Le mentorat transmet la piqure de la médecine aux Autochtones
Des programmes de mentorats en médecine, implantés tôt, sont essentiels pour rectifier « les lacunes structurelles en matière d'éducation, d'orientation et de représentation » qui leur ont causé un tort transgénérationnel.
Petite, Jolianne Ottawa jouait au docteur avec la pensée intrusive de « ne pas être assez intelligente pour aller à l’université ». Originaire de la Première Nation atikamekw, située à Manawan dans la région de Lanaudière au Québec, elle s’était promis d’arrêter l’école à 16 ans parce que c’était « trop pénible » d’accumuler les mauvaises notes.
« Tellement de choses ont été dites sur les Premières Nations : on n’est pas assez intelligents (…) on vit aux crochets du gouvernement et on ne devrait pas avoir autant d’aides parce que c’est de la triche », dénonce Mme Ottawa.
La résilience des peuples autochtones continue de faire son chemin, mais ne gomme pas le sentiment d’infériorité qui se traduit par un syndrome de l’imposteur pernicieux bien ancré qui mine leurs aspirations dès l’école. Selon le dernier rapport du vérificateur général du Québec, le manque de soutien scolaire et financier aurait entravé la réussite académique des Premières Nations, puisque 31,4 % des 25 à 34 ans n’ont ni certificat ou diplôme, contre 9,3 % des non-Autochtones.
C’est en se projetant dans l’avenir familial dont elle rêvait, que Mme Ottawa a trimé pour décrocher son diplôme d’études secondaires. Au terme de sauts d’obstacles semés d’insécurités financières, alimentaires, identitaires, et de conseillers d’orientation pessimistes, Mme Ottawa a obtenu un diplôme d’études collégiales en soins infirmiers.
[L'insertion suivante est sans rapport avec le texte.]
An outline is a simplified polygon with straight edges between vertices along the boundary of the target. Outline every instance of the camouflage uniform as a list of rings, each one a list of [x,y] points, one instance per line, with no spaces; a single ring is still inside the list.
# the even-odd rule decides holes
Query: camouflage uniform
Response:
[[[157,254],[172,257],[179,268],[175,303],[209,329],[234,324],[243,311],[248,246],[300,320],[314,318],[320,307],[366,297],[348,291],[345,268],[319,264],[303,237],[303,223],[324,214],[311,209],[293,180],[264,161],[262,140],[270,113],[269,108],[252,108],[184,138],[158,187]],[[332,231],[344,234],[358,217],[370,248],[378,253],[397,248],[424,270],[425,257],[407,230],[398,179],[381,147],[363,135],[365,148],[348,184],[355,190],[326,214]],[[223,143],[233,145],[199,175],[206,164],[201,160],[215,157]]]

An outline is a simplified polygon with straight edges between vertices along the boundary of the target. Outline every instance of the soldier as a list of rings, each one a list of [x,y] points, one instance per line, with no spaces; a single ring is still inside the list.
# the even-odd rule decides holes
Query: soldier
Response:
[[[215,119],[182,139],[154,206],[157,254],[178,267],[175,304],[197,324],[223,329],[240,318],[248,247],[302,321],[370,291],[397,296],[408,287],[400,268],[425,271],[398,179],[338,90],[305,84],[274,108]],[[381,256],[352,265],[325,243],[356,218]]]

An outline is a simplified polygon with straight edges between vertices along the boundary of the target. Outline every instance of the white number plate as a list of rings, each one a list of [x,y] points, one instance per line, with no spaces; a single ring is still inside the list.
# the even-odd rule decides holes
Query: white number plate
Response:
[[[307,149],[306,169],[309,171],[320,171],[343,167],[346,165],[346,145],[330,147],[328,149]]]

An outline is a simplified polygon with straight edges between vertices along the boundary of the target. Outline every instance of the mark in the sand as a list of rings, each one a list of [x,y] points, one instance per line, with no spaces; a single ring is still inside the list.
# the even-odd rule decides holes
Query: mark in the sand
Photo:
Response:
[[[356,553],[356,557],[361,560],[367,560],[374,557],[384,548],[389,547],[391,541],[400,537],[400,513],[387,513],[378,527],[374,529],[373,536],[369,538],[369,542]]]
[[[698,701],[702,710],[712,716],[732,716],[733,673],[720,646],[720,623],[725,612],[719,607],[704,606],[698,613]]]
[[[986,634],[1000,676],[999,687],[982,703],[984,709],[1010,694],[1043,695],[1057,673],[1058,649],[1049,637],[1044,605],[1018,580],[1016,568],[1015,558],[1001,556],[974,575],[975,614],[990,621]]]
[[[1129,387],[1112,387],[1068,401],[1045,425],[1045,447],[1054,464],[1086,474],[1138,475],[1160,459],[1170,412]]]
Elle s’est ensuite installée dans sa communauté à titre d’infirmière de proximité, où elle a gravi les échelons jusqu’à superviser le personnel infirmier des services de santé Masko-Siwin.
Sa carrière professionnelle a atténué son complexe d’infériorité qui l’a menée, à 41 ans, à décrocher un baccalauréat en sciences infirmières de l’Université Laval (ULaval). Elle n’avait pas la cote de rendement minimale pour être admise, mais a été acceptée à condition de suivre un programme de mentorat qui l’a bouleversée. Cette formation lui a révélé son potentiel intellectuel et même l’inconcevable : elle aurait pu devenir médecin si elle avait grandi « dans les bonnes conditions », c’est-à-dire avec des encouragements et un soutien psychosocial dès l’école primaire.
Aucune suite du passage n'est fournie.